Pundits respond to Obama’s State of the Union

David Bartholomew

President Barack Obama’s State of the Union speech on Tuesday night drew fire and praise from both sides of the aisle almost immediately after he finished speaking.

Trying to send a message in his final SOTU speech before his re-election bid in November, Obama outlined his accomplishments as president, stressed the importance of economic recovery and essentially set the tone for his campaign.

Going off the analogy of military cohesiveness to stress what he would like to bring to Congress, Obama highlighted several key points in his hour plus long speech that he felt needed to be addressed in the upcoming year.

Topics discussed were tax reform, education, housing, immigration, energy, trade and, most importantly, jobs. Obama called for such things as the raising of taxes on the wealthiest Americans to help pay off the national debt as well as tougher standards for teachers, college debt forgiveness, a path to citizenship for immigrants and increased American manufacturing, particularly in the area of clean energy.

“The President’s speech was the beginning of the 2012 race for the White House,” said Steffen Schmidt, university professor of political science. “It was a positioning by Obama on how the Democrats plan to run in the fall.
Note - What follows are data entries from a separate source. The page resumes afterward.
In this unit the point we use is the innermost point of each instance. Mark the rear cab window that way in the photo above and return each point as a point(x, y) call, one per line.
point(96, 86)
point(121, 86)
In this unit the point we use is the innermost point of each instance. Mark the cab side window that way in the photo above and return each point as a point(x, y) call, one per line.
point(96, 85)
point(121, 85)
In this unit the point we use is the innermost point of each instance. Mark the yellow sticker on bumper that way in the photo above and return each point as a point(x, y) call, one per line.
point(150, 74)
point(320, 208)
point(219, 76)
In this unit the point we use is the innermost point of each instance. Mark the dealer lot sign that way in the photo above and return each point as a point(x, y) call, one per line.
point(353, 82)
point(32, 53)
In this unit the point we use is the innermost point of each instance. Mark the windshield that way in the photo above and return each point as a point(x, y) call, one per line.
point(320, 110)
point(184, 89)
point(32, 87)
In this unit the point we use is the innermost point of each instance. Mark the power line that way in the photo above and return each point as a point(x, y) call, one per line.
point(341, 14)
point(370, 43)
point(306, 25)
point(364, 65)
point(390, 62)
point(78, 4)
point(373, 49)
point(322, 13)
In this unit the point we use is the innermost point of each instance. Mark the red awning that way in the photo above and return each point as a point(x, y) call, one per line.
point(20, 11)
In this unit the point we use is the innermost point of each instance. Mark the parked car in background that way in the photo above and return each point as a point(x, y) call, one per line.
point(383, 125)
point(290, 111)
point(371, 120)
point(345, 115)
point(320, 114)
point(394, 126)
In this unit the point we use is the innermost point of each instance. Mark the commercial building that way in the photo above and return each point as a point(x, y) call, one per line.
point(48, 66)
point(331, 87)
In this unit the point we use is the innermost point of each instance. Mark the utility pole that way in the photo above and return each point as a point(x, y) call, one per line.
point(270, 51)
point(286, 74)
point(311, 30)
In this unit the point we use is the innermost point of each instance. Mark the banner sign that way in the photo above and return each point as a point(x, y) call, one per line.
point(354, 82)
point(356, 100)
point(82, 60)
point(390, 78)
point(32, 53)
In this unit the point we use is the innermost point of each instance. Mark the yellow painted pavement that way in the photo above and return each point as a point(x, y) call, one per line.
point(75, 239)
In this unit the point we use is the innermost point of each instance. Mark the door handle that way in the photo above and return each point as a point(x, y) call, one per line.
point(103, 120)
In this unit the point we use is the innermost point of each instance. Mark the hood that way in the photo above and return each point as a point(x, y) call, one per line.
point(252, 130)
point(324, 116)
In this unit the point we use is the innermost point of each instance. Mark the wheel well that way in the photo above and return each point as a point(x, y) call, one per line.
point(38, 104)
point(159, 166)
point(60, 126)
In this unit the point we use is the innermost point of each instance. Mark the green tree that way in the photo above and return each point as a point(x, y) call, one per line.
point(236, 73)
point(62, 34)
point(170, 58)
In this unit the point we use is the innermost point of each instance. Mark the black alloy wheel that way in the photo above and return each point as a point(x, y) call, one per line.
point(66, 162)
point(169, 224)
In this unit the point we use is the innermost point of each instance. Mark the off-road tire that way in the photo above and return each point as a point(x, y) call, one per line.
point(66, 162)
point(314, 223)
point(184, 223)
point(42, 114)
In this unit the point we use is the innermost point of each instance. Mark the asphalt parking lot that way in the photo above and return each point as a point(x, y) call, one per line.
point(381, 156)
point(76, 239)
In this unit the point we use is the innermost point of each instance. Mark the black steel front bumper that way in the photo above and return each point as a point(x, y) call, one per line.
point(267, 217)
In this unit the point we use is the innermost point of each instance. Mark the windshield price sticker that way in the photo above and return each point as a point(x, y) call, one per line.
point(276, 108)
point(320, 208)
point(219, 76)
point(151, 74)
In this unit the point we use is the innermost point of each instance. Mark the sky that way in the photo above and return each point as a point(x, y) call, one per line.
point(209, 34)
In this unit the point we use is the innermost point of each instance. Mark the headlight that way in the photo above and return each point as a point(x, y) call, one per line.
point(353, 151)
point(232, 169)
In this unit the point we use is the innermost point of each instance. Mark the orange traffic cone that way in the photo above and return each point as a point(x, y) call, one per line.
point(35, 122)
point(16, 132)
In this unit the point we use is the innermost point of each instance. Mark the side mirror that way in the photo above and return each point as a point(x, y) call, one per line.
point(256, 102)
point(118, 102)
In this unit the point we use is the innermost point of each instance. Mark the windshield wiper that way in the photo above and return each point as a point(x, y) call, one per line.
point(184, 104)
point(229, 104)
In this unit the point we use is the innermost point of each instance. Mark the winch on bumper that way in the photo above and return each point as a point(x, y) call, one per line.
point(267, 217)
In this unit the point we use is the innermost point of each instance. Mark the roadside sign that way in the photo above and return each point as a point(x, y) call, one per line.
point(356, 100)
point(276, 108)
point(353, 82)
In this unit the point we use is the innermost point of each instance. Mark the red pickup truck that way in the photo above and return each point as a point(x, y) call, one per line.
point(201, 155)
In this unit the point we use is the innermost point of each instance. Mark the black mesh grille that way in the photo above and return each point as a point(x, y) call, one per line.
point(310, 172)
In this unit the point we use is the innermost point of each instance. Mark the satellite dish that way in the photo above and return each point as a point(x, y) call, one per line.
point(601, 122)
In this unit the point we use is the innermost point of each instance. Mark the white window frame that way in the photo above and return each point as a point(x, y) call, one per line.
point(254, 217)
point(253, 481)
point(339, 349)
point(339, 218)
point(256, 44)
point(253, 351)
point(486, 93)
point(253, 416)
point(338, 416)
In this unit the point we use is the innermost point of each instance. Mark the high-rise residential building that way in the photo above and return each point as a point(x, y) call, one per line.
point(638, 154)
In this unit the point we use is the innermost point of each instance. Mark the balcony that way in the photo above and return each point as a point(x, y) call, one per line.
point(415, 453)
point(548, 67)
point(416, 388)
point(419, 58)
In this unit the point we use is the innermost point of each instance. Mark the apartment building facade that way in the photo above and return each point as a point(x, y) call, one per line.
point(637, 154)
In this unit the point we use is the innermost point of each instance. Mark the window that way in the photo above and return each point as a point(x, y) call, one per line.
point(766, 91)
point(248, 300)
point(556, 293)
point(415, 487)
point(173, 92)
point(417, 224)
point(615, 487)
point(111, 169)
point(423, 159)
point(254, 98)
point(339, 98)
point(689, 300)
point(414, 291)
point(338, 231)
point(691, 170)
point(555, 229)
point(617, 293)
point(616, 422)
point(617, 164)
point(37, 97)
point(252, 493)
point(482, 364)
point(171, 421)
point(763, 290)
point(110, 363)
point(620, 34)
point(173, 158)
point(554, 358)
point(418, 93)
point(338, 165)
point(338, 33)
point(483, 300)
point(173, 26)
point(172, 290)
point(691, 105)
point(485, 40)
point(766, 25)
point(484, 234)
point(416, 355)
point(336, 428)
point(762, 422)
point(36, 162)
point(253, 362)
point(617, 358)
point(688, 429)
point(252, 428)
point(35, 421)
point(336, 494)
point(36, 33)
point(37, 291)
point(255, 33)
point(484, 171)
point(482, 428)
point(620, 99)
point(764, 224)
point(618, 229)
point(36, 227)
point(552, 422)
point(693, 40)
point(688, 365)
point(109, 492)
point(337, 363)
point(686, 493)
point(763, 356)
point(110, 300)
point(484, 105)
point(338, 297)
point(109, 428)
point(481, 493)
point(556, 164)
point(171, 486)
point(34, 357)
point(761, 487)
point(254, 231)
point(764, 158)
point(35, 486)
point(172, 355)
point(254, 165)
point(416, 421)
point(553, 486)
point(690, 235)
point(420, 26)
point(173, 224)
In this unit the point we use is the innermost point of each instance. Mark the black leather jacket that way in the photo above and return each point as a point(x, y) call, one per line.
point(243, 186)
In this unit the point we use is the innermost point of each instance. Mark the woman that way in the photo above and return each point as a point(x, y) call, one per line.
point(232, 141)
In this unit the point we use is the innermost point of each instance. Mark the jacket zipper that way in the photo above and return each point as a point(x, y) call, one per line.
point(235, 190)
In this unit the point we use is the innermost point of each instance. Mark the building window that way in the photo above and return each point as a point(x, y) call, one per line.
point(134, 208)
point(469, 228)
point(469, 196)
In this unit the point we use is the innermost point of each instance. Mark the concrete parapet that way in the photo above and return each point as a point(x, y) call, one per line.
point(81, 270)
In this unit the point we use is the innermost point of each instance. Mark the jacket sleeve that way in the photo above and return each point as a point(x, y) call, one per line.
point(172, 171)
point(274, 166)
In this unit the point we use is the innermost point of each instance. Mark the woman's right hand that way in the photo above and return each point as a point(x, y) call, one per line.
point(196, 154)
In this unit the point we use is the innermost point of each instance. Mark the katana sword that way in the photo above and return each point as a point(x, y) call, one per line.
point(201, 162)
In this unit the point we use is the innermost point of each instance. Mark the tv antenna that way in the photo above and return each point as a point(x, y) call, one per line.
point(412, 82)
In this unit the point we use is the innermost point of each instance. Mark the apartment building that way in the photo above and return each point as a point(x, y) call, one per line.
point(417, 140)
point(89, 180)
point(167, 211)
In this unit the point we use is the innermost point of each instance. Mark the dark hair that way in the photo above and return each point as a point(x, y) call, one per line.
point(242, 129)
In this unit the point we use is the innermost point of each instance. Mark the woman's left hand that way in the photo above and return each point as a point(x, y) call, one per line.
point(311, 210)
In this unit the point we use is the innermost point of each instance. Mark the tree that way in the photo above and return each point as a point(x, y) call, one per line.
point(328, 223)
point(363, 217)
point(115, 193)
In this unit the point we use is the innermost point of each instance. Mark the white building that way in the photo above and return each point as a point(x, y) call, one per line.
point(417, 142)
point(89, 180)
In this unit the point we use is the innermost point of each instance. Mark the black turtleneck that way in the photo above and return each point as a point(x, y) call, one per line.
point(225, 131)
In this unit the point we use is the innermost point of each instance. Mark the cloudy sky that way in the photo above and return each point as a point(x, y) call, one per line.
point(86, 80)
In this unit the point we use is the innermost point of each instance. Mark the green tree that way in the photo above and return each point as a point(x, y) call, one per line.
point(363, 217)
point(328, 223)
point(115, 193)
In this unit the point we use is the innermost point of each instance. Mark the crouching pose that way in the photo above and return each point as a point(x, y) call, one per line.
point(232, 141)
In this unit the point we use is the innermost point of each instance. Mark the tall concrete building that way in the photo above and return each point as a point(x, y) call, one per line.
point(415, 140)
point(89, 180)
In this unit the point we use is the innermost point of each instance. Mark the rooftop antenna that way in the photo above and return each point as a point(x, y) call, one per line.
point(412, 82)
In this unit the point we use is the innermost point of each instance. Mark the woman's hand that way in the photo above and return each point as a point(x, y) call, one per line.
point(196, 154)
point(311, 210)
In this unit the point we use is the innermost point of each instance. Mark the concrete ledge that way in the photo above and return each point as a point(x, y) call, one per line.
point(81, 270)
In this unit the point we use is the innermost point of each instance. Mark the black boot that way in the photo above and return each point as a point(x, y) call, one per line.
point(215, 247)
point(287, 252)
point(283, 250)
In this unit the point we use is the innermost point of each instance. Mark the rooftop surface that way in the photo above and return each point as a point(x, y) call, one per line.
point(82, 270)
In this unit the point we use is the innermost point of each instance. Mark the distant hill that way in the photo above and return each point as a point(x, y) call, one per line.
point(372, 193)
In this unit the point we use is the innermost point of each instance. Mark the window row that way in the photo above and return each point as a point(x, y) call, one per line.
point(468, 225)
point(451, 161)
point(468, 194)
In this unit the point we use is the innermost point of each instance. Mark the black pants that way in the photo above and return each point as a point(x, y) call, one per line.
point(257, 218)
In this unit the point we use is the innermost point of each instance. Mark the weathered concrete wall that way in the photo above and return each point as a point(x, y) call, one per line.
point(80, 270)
It was also used to help pass certain legislation in the House.”

It is true that the Republicans appear to be gearing up to launch a massive presidential campaign against Obama this year, but so far infighting between presidential candidates Mitt Romney and Newt Gingrich has been held up in the primaries and reflexively the Republican Party has struggled to unify around a single candidate.

Last night, when he discussed raising taxes on the wealthiest Americans, Obama seized on this opportunity and even made an indirect jab at Romney, who recently showed he only paid 14 percent in taxes last year.

“Obama’s speech wasn’t any more unusual than Bush, Reagan or Carter in their election years’ State of the Union speeches,” said Dianne Bystrom, director of the Catt Center for Women and Politics. “It was an agenda for what he wanted to accomplish on the campaign trail.”

The speech on Tuesday night was directed towards mobilizing the president’s liberal base for the election, especially through such rhetoric as the military analogy, tax, energy and education reform, but looks to have had less of an impact on right-wing Republicans.

“It was a well-delivered speech,” Bystrom said. “The most powerful part was the opening and closing, drawing the military analogies which will hit home with Democrats and independents. … However, the economy is the most important to voters. The last couple of economic reports have been favorable to Obama, but the economy still needs to improve for him to solidify a victory in November.”

Aside from the election, the other question is how this speech will impact the Republican-controlled House of Representatives, which has been very defiant towards Obama this past year. Additionally, Schmidt said, Obama may have been too broad with his speech.

“[Obama] kind of went through too many things and was more or less a checklist,” Schmidt said. “Not very many, if any, of his proposals will get through the House. The Republicans have been very successful at blocking anything that will help Obama get the economy moving again. … He also never really talked about the deficit and spending cuts.”

After the speech, the Republican Party gave a televised response, delivered by Gov. Mitch Daniels of Indiana, who accused the president of having a “pro-poverty policy” and expanding the national deficit with massive spending.

Since then, there has been talk about bringing Daniels into the Republican presidential race to end the campaigns of Gingrich and Romney who seem to be dividing the party rather than unifying it.

“The Republican response was the expected one. Mitch Daniels did a good job, though,” Schmidt said. “Many Republicans want Daniels to step into the race. That could make things very interesting.”

Going forward, President Obama’s State of the Union set the tone for the president in the next year as he tries to pass legislation through the House, defend his policies and lock up another four years as president of the United States.